I testi sono riportati a partire dall'ultimo pubblicato e mantengono la formatazione proposta dall'autore.
Mi ero scordata di quanto scottasse la sabbia.
Ho parcheggiato l’auto sotto i pini, all’ombra così da ritrovarla abbastanza fresca al rientro, o comunque con una temperatura decente da poter ripartire subito.
Prendo lo zainetto e mi dirigo verso destra, verso la foce del fiume dove la spiaggia è deserta anche nella settimana di ferragosto. Almeno così ricordo.

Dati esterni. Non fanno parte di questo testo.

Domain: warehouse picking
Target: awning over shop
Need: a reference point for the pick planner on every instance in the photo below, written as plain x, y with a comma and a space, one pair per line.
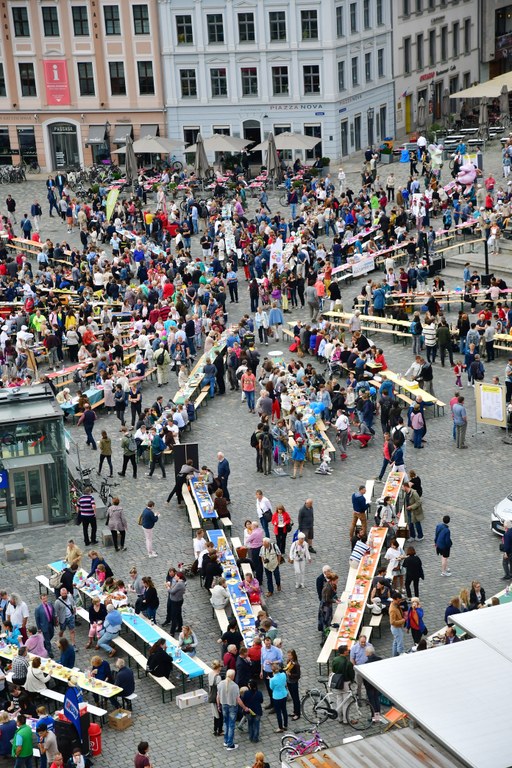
491, 89
22, 462
97, 134
149, 130
121, 131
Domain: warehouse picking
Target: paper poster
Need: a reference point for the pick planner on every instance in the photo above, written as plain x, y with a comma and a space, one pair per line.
56, 82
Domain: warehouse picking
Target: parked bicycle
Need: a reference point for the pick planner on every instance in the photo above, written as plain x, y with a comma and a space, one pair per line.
295, 745
317, 707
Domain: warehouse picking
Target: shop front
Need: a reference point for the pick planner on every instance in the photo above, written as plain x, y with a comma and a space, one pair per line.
33, 467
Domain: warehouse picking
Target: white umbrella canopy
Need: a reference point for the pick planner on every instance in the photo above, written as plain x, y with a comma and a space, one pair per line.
152, 145
220, 143
289, 141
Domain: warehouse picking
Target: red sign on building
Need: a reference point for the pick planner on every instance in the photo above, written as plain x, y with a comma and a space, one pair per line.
57, 83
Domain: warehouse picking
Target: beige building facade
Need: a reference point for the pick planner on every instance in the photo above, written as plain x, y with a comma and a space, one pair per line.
77, 77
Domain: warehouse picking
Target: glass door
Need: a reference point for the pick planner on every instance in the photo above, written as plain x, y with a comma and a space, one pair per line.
27, 497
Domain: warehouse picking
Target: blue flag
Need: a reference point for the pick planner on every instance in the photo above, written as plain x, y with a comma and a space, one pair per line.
72, 710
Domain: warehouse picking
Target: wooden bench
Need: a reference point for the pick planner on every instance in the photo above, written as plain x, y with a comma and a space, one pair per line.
191, 509
44, 583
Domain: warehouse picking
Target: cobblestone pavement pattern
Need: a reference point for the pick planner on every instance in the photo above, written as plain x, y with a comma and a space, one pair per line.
464, 485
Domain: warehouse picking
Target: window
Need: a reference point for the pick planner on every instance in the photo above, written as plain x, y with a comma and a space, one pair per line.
379, 13
219, 81
341, 75
86, 79
21, 25
432, 48
277, 22
246, 33
419, 51
311, 76
117, 78
380, 62
355, 70
407, 55
467, 35
140, 19
339, 21
455, 38
366, 14
188, 83
146, 78
367, 67
309, 25
444, 43
80, 21
27, 80
184, 32
112, 20
280, 82
353, 17
50, 21
249, 81
215, 27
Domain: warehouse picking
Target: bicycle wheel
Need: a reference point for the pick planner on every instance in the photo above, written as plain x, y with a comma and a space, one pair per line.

Sono un po’ a disagio, come se mi sentissi osservata e sotto esame, ma è solo un’impressione: ormai sono anni che non vengo al mare durante l’estate ed è per questo motivo che mi sento spaesata.
Eppure sono a casa. Abito un po’ più in là, dove finisce la montagna ed iniziano le dolci colline, verdi merletti che si distendono fino alla palude e che incorniciano la sabbia bianca.
Seguo il sentiero tra i giunchi straordinariamente verdi che costeggia il fiume nel suo ultimo tratto, prima di donare la sua pigra dolcezza al mare, sempre maestoso e bisognoso di purezza.
Tra i canneti sento le anatre scivolare sull’acqua, beandosi di quest’angolo di pace tra terra e mare e sollevo il viso verso il cielo per far aderire come una maschera lenitiva la brezza sui miei lineamenti, induriti dal rigore e dalla severità a cui mi sono condannata in vista di risultati che tardano ad arrivare.
Cammino affondando i piedi nella sabbia rovente ma non sento dolore: il calore mi massaggia e dai piedi sale per il corpo, fino al cuore dove i ricordi si susseguono in velocità, riportandomi a tempi lontani e liberi e facendomi respirare le stesse impagabili sensazioni.
Percorro il sentiero fino al mare in pochi minuti, un tempo molto breve ma ricco ed intenso che mi fa varcare una porta invisibile, dove lascio magicamente alcuni pesi.
Giungo in spiaggia, sono sola esattamente come mi aspettavo, mi spoglio e mi guardo attorno, incredula per l’immensa meraviglia che paziente accoglie tutti come una madre prosperosa e generosa.
Inizio a scattare fotografie come una turista, dalla pelle opaca e sbiadita, che vede il mare per la prima volta, ed è così che mi sento dopo tutto questo tempo.
Avanzo senza indecisioni verso l’acqua e quando sto per tuffarmi inizio a piangere, fondendo il sale delle mie lacrime con il sale del mare da cui mi faccio finalmente abbracciare e cullare come una figlia che torna a casa.
Non so se il sapore delle mie lacrime sa di felicità, di sconforto o di speranza; so solo che ora mi sento libera.